The thing about the conservative movement is that it makes extensive use of doubletalk. Conservatives do far more damage to libertarianism by discrediting it than any amount of uplifting socialist rhetoric could ever hope to. The product of conservatism is clear to any outside observer; every time a conservative government is put in power extreme authoritarianism follows swiftly. The war on terror, like the war on drugs and other massive authoritarian power grabs, were put into place by administrations that ran on libertarian platforms of small government and laissez-faire economy. It doesn't matter in the least bit that the policies have nothing to do with the rhetoric; what people see is a decade of prosperity in Clinton and a decade of disaster in Bush. Nevermind that Clinton's government implemented many libertarian policies while Bush implemented socialist-authoritarian monstrosities; Clinton didn't talk about libertarianism, Bush did. So in the minds of the rational but uninformed population, libertarianism is the road to nightmare while socialism is a road to a pleasant mediocrity. Individualist, educated, progressive people join with the democrats due to a case of mistaken identity while libertarians shut themselves in a dark room full of religious fundamentalists, militants, racists, thugs and con-men who are willing to speak in libertarian language. This is why we fail.

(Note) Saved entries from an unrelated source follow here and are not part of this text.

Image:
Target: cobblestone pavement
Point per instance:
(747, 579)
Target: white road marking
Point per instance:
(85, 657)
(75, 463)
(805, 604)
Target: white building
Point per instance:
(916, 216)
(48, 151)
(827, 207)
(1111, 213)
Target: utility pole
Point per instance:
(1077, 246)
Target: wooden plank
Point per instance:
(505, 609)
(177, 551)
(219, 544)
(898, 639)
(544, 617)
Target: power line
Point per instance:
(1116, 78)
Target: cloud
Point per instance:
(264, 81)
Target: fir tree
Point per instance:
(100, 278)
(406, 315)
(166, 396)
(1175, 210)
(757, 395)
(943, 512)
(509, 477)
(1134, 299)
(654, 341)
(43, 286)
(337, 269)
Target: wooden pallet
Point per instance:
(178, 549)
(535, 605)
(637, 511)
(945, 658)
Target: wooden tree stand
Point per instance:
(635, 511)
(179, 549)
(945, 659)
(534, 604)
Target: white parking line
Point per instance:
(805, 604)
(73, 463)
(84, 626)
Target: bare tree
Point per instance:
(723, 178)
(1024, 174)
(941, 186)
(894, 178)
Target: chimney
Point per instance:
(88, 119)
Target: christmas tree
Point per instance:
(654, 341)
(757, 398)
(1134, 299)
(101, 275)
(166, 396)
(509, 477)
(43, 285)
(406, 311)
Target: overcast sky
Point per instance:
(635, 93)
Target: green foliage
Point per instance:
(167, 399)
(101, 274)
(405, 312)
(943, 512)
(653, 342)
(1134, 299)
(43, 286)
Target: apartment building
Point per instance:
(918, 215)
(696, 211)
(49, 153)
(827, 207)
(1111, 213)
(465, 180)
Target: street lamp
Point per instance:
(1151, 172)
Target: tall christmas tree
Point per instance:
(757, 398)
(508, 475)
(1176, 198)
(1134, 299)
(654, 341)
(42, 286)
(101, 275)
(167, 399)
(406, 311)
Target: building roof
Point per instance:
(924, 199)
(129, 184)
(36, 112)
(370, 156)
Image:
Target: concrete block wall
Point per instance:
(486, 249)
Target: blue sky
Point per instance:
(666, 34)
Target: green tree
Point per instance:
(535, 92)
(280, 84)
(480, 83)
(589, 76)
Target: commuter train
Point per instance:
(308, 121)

George Bush sure was conservative. And compassionate! Actually, no. Who's the one engaging in double talk?
The difference between Democrats and Republicans seems to be closer to the difference between global and domestic socialism to me.
@Anon: that's basically my point. Sorry if I belabored it. Fundamentalists and political thugs have hijacked the idea of conservatism effectively; the word belongs to them now even though they have nothing to do with what it means. They try to latch on to libertarianism, which has a lot in common with conservatism (though IMO, mostly by coincidence), and thereby discredit it as well.
Yeah, funamentalists like the Amish! Fucking fascists.
If you're talking about faithful Muslims, just say so. Don't engage in NWO talking points.